El alma es mundana, quiere y necesita relacionarse con otras almas y nutrirse de ese encuentro, pues cuerpo y alma están consustanciados  de un modo íntimo y necesario. Hemos visto ya que el alma es esa porción única y exclusiva que se da en nosotros de esa vastedad llamada espíritu. Pero, para saberse única, irremplazable e irrepetible, necesita estar en contacto con otros.

Solo podemos comprobar que cada ser humano es único cuando existen vínculos. Así, la desvinculación, el egoísmo, el olvido del otro terminan por desnutrir nuestra alma, por enfermarla, y, con ello, enfermarnos. Si pensamos únicamente en nosotros, si vemos a los otros solo como herramientas que nos pueden ser útiles o que, de lo contrario, debemos apartar como quien quita un obstáculo, acaso ascendamos en algunas pirámides, pero lo haremos con un alma que se va quedando anémica, privada del contacto con una de sus principales fuentes de alimentación: las otras almas.

Cada vínculo en el que dos o más personas invierten tiempo, se escuchan, se miran, se acompañan en diferentes procesos y mantienen una sana interdependencia -es decir, cuando nadie se somete a nadie- acaba por convertirse en una relación que preserva la salud psíquica y contribuye al bienestar del alma.

Cuando actuamos de este modo en nuestras relaciones y cuando sentimos que hay correspondencia, se está creando una poderosa cadena sanadora del psiquismo. Los vínculos en los cuales las almas interactúan nos permiten sostenernos con solidez en los momentos tormentosos de la vida, que siempre existen.
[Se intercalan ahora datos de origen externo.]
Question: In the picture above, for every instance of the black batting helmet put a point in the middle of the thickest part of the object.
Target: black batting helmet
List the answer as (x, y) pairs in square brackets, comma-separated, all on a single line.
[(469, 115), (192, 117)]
En cambio, cuando pretendemos vivir prescindiendo de los demás, esas mismas situaciones difíciles nos van a encontrar solos y débiles, no importa cuánto poder hayamos acariciado antes.

Johan Wolfgang von Goethe, el gran escritor alemán, pensó con profundidad en todo esto y de allí nació una obra clásica de la literatura universal. Se trata de Fausto, cuyo protagonista vende su alma al diablo ilusionado con las promesas de poder e inmortalidad que este le hace. Sin embargo, acaba por conocer la más profunda de las soledades, termina por sentirse aislado y ajeno a la especie humana, desesperado por el sinsentido.

UN CUIDADO INTEGRAL.

La experiencia del doctor Fausto, que así se llama el protagonista, nos recuerda que esa venta es el origen de un profundo desasosiego. No se trata de vender el alma a cambio de supuestos placeres o fugaces satisfacciones sino de conservarla, de cuidarla, de fortalecer su salud. Y la mejor manera de hacerlo es viviendo nuestra vida en cuerpo y alma, sin separarnos de ella, reconociéndola como componente esencial y motor de nuestro ser. La salud del alma no es ni más ni menos que nuestra propia salud en todo el sentido de la palabra. Es la salud de nuestra mente y de nuestro cuerpo, pues van juntos.